A IA emocional pode transformar o novo robô de Anki em um companheiro adorável?

Conhecida por seus brinquedos hiperativos, a empresa passou anos desenvolvendo tecnologias para enfrentar seu maior desafio - a sutileza.

A IA emocional pode transformar o novo robô de Anki em um companheiro adorável?

Se houver uma revolta de robôs em breve, parece improvável que comece em nossas salas de estar. Aspiradores robóticos como o Roomba vendem bem porque são muito úteis. Mas outros tipos de robôs domésticos - animais de estimação e companheiros, desde o cão-robô Aibo da Sony até o recém-fechado Kuri (apoiado pela Bosch) - fracassou devido a preços e expectativas que foram definidas excessivamente altas.

Se alguma empresa puder nos trazer um robô doméstico como Rosie de Os Jetsons , Anki é uma boa aposta. Iniciada por três graduados do Carnegie Mellon Robotics Institute em 2010, a empresa acumulou mais de US $ 200 milhões em financiamento de risco. Mais importante, atraiu clientes. A Anki já vendeu 1,5 milhão de robôs por meio do que considera o caminho mais fácil para entrar em casa: os brinquedos. A estrela é um pequeno robô maníaco que parece uma escavadeira, chamado Cozmo, que dirige em torno de uma mesa e joga jogos simples com cubos iluminados que carrega. Cozmo foi o brinquedo mais vendido (por receita) na Amazon nos EUA, no Reino Unido e na França em 2017, de acordo com uma análise .

Co-fundadores da Anki (da esquerda) Boris Sofman , Hanns Tappeiner , e Mark Palatucci [Foto: cortesia de Anki]



Com receita declarada de quase US $ 100 milhões no ano passado, Anki diz que já pode ter um fluxo de caixa positivo, se quiser. Mas, em vez disso, está investindo dinheiro em uma meta de 10 a 15 anos para nos levar do Roomba para Rosie. Sempre soubemos desde o início que esta não é uma empresa de brinquedos, diz o CEO e cofundador Boris Sofman.

Então, tenho perseguido Anki por mais de um ano, antecipando a próxima fase de sua marcha constante para o futuro robótico. Em junho, a empresa finalmente estava pronta para falar e me mostrar um novo produto que ainda estava nos estágios estranhos de desenvolvimento. Depois de muitos comentários introdutórios, Sofman finalmente coloca o novo robô na mesa.

É uma versão cinza um pouco maior do Cozmo, chamada Vector.

E à primeira vista, é uma decepção. Eu imediatamente me lembro da cena em Isto é Spinal Tap , quando, devido a um erro de digitação nas instruções, uma peça de palco que deveria ser uma réplica de Stonehenge de 18 pés de altura era, em vez disso, uma miniatura de 18 polegadas. Da mesma forma, eu esperava algo maior - figurativamente e literalmente.

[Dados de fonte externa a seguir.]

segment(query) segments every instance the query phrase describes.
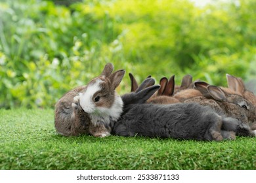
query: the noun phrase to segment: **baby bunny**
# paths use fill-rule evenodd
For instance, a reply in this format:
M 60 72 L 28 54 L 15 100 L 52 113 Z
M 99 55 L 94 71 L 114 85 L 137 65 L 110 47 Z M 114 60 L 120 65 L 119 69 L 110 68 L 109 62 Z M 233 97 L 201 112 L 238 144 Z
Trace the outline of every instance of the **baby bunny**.
M 112 73 L 113 70 L 113 65 L 107 63 L 101 75 L 87 86 L 77 87 L 58 100 L 54 116 L 58 133 L 100 137 L 110 135 L 114 122 L 122 112 L 123 101 L 115 89 L 125 74 L 124 70 Z
M 228 74 L 226 75 L 226 77 L 228 81 L 228 88 L 251 102 L 256 108 L 256 95 L 246 89 L 242 79 Z M 255 118 L 256 118 L 256 115 Z M 249 125 L 251 129 L 256 130 L 256 122 L 251 123 Z
M 251 103 L 242 97 L 226 92 L 220 87 L 207 85 L 205 82 L 195 82 L 196 88 L 203 96 L 195 97 L 184 101 L 184 103 L 198 103 L 209 106 L 219 115 L 224 115 L 238 119 L 240 127 L 235 132 L 238 135 L 255 136 L 249 124 L 254 122 L 255 109 Z
M 123 95 L 123 112 L 114 124 L 113 133 L 217 141 L 235 139 L 234 133 L 229 131 L 236 130 L 239 122 L 218 115 L 209 107 L 145 103 L 159 88 L 152 86 Z M 226 130 L 221 129 L 223 125 Z

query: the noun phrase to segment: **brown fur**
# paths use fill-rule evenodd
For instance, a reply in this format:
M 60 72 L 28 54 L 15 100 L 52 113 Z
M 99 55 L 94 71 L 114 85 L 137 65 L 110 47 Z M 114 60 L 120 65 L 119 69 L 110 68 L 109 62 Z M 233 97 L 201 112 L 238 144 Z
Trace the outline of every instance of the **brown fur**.
M 198 103 L 202 105 L 210 106 L 218 114 L 236 118 L 242 124 L 249 125 L 250 122 L 255 122 L 255 107 L 242 97 L 228 93 L 217 86 L 208 86 L 207 88 L 212 99 L 198 96 L 185 100 L 184 103 Z M 249 129 L 245 135 L 254 135 Z
M 246 89 L 242 78 L 228 74 L 226 75 L 226 77 L 228 81 L 228 89 L 232 92 L 235 92 L 235 93 L 242 95 L 254 106 L 255 108 L 254 118 L 256 118 L 256 95 L 253 92 Z M 255 119 L 255 121 L 256 121 Z M 249 125 L 252 130 L 256 130 L 256 122 L 252 122 Z
M 64 94 L 55 105 L 54 125 L 58 133 L 64 136 L 77 136 L 81 134 L 90 134 L 95 137 L 105 137 L 110 134 L 111 127 L 104 121 L 91 122 L 91 115 L 85 112 L 79 104 L 79 93 L 85 92 L 90 84 L 97 79 L 103 81 L 100 84 L 101 90 L 94 93 L 93 98 L 97 96 L 100 100 L 95 102 L 96 107 L 103 107 L 109 108 L 112 105 L 116 96 L 116 88 L 119 84 L 125 71 L 119 70 L 112 74 L 114 66 L 112 63 L 106 65 L 102 74 L 92 79 L 87 86 L 75 88 Z M 98 114 L 100 115 L 100 114 Z M 100 116 L 98 116 L 100 119 Z

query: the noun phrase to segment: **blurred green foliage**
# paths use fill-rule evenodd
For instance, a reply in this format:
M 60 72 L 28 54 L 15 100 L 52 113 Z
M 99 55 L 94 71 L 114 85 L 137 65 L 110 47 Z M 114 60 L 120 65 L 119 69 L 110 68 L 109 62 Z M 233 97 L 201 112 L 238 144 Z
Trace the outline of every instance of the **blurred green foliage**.
M 0 0 L 0 107 L 53 107 L 107 62 L 139 82 L 175 75 L 179 84 L 189 73 L 225 86 L 225 73 L 256 75 L 254 0 L 60 1 Z M 127 75 L 117 90 L 129 92 Z

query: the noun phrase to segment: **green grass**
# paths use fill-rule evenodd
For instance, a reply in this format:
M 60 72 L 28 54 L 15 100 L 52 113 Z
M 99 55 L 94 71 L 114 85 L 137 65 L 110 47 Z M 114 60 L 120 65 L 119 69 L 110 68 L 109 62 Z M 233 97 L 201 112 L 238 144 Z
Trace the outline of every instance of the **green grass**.
M 255 169 L 256 139 L 65 137 L 52 109 L 0 110 L 1 169 Z

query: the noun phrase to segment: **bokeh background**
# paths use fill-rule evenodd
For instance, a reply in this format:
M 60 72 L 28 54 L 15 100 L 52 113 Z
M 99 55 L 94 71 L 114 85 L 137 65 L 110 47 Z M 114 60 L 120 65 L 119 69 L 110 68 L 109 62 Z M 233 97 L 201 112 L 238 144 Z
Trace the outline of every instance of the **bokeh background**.
M 0 0 L 0 108 L 53 108 L 108 62 L 127 71 L 120 94 L 128 73 L 255 90 L 256 1 L 195 1 Z

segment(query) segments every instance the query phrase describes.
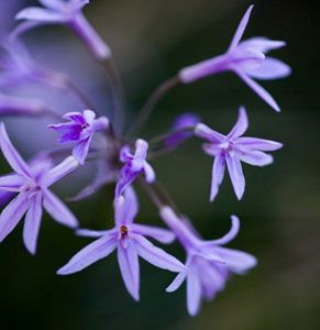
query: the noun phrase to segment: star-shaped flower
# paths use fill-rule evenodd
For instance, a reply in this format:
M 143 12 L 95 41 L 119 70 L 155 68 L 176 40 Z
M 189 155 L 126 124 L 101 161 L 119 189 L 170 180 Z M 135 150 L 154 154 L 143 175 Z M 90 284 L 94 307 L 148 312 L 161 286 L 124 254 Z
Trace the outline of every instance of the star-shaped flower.
M 184 84 L 189 84 L 217 73 L 231 70 L 266 103 L 276 111 L 280 111 L 274 98 L 252 78 L 269 80 L 283 78 L 290 74 L 291 69 L 288 65 L 279 59 L 265 56 L 267 52 L 283 47 L 286 43 L 260 36 L 240 42 L 252 9 L 253 6 L 245 12 L 225 54 L 183 68 L 179 72 L 179 78 Z
M 68 119 L 69 122 L 51 124 L 48 128 L 62 133 L 59 144 L 78 142 L 73 150 L 73 155 L 84 164 L 93 133 L 107 130 L 109 120 L 106 117 L 96 119 L 96 113 L 91 110 L 85 110 L 84 113 L 68 112 L 63 118 Z
M 38 0 L 38 2 L 44 8 L 29 7 L 15 15 L 16 20 L 25 20 L 25 22 L 22 22 L 13 31 L 13 37 L 38 25 L 66 24 L 79 35 L 98 61 L 106 61 L 111 57 L 109 46 L 81 12 L 89 0 Z
M 58 270 L 57 274 L 67 275 L 79 272 L 118 249 L 118 262 L 125 287 L 130 295 L 139 300 L 139 255 L 156 267 L 172 272 L 184 271 L 185 266 L 177 258 L 156 248 L 144 238 L 145 235 L 151 237 L 167 244 L 175 239 L 173 232 L 133 223 L 137 210 L 135 193 L 132 187 L 129 187 L 124 196 L 120 196 L 115 200 L 114 228 L 106 231 L 78 230 L 79 235 L 99 239 L 78 252 L 65 266 Z
M 244 193 L 245 180 L 242 173 L 241 161 L 255 166 L 265 166 L 273 163 L 273 156 L 264 153 L 275 151 L 283 146 L 282 143 L 257 139 L 242 138 L 249 125 L 244 107 L 240 107 L 235 125 L 228 135 L 209 129 L 203 123 L 196 125 L 195 134 L 206 139 L 209 143 L 203 144 L 203 151 L 214 157 L 212 168 L 212 182 L 210 201 L 214 199 L 222 183 L 225 163 L 238 199 Z
M 179 219 L 167 206 L 161 209 L 161 217 L 187 253 L 186 271 L 177 275 L 166 292 L 175 292 L 186 279 L 187 309 L 191 316 L 199 311 L 201 296 L 212 300 L 216 294 L 224 288 L 231 273 L 244 274 L 257 263 L 256 258 L 246 252 L 220 246 L 236 237 L 240 222 L 235 216 L 231 216 L 230 232 L 213 241 L 203 241 L 186 219 Z
M 15 174 L 0 177 L 0 189 L 18 194 L 0 215 L 0 242 L 26 212 L 23 241 L 27 251 L 35 254 L 43 207 L 57 222 L 70 228 L 78 226 L 76 217 L 48 190 L 48 187 L 75 170 L 79 162 L 69 156 L 53 168 L 48 160 L 38 158 L 27 165 L 9 140 L 3 123 L 0 124 L 0 147 L 15 172 Z
M 145 175 L 147 183 L 155 180 L 155 173 L 152 166 L 145 161 L 148 144 L 139 139 L 135 142 L 134 155 L 130 152 L 130 146 L 124 145 L 120 151 L 120 161 L 125 163 L 120 173 L 120 180 L 115 187 L 115 198 L 118 198 L 126 187 L 129 187 L 140 173 Z

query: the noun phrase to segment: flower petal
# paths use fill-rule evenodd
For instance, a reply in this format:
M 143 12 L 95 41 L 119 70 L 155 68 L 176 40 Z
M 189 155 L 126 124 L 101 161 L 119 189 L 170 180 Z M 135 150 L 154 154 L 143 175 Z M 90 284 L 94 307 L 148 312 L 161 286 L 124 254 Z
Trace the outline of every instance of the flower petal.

Mas então eu ouço o argumento de Sofman. A aparência externa reformulada permitiu que Anki se concentrasse em componentes internos radicalmente mais avançados e ajudou a manter os custos baixos. Listas do Cozmo por US $ 180; Vector custará US $ 250 e fará muito mais quando for lançado em outubro. (Para atingir os primeiros usuários, Anki está lançando o robô no Kickstarter a um preço com desconto de $ 200.)

O avanço fundamental para Vector é que ele é autônomo de uma forma que Cozmo não é. O primeiro robô de Anki era um pouco como o Turco mecânico –Um robô construído em 1770 para jogar xadrez contra humanos. Foi uma farsa, é claro. Uma pessoa se escondeu dentro do gabinete em que estava montada a figura animatrônica, controlando seus movimentos. Para Cozmo, a pessoa na caixa é um smartphone conectado por Wi-Fi rodando um aplicativo que controla o robô.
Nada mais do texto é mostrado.